Photodynamic therapy (PDT) is an alternative to radical surgical resection for T1a or nonresectable carcinomas of the gastroesophageal junction. Besides the concentration of the photosensitizer, the light distribution in tissue is responsible for tumor destruction. For this reason, knowledge about the behavior of light in healthy and dysplastic tissue is of great interest for careful irradiation scheduling. The aim of this study is to determine the optical parameters (OP) of healthy and carcinomatous tissue of the gastroesophageal junction in vitro to provide reproducible parameters for optimal dosimetry when applying PDT. A total of 36 tissue samples [adenocarcinoma tissue (n=21), squamous cell tissue (n=15)] are obtained from patients with carcinomas of the gastroesophageal junction. The optical parameters are measured in 10-nm steps using new integrating sphere spectrometers in the PDT-relevant wavelength range of 300 to 1140 nm and evaluated by inverse Monte-Carlo simulation. Additional examinations are done in healthy tissue from the surgical safety margin.
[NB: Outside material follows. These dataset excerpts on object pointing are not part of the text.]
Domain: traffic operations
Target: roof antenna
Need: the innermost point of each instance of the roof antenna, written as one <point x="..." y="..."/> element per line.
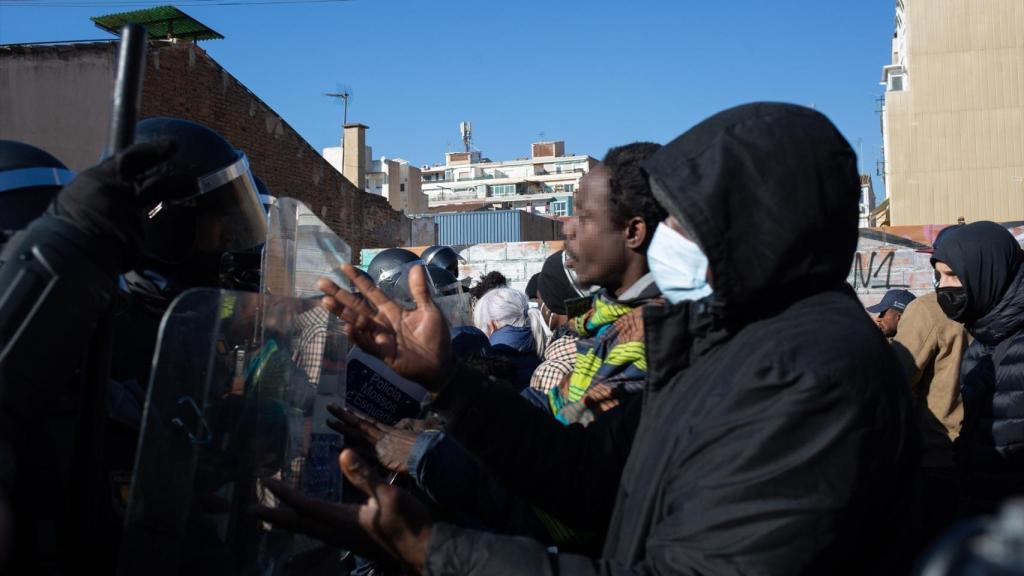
<point x="343" y="93"/>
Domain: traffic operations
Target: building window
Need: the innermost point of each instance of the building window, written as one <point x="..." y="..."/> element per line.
<point x="503" y="190"/>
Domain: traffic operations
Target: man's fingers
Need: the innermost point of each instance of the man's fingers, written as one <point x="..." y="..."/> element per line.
<point x="310" y="507"/>
<point x="366" y="286"/>
<point x="352" y="416"/>
<point x="328" y="286"/>
<point x="359" y="474"/>
<point x="355" y="432"/>
<point x="346" y="536"/>
<point x="359" y="303"/>
<point x="367" y="428"/>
In the wavelength range of frequently applied photosensitizers at 330, 630, and 650 nm, the absorption coefficient in tumor tissue (adenocarcinoma 1.22, 0.16, and 0.15 mm-1; squamous cell carcinoma 1.48, 0.13, and 0.11 mm-1) is significantly lower than in healthy tissue (stomach 3.34, 0.26, and 0.20 mm-1; esophagus 2.47, 0.21, and 0.18 mm-1). The scattering coefficient of all tissues decreases continuously with increasing wavelength (adenocarcinoma 22.8, 12.99, and 12.52 mm-1; squamous cell carcinoma 19.44, 9.35, and 8.98 mm-1; stomach 20.55, 13.96, and 13.94 mm-1; esophagus 20.34, 12.56, and 12.22 mm-1. All tissues show an anisotropy factor between 0.80 and 0.94 over the entire spectrum. (Abstract truncated).

Paper Details

Date Published: 1 January 2007
PDF: 8 pages
J. Biomed. Opt. 12(1) 014025 doi: 10.1117/1.2564793
Published in: Journal of Biomedical Optics Volume 12, Issue 1
Show Author Affiliations
Christoph Holmer, Charité Universitätsmedizin Berlin (Germany)
Kai-S. Lehmann, Charité Universitätsmedizin Berlin (Germany)
Jana Wanken, Charité Universitätsmedizin Berlin (Germany)
Christoph Reissfelder, Charité Universitätsmedizin Berlin (Germany)
Andre Roggan, Charité Universitätsmedizin Berlin (Germany)
Gerhard J. Müller, Charité Universitätsmedizin Berlin (Germany)
Heinz-Johannes Buhr, Freie Univ. Berlin (Germany)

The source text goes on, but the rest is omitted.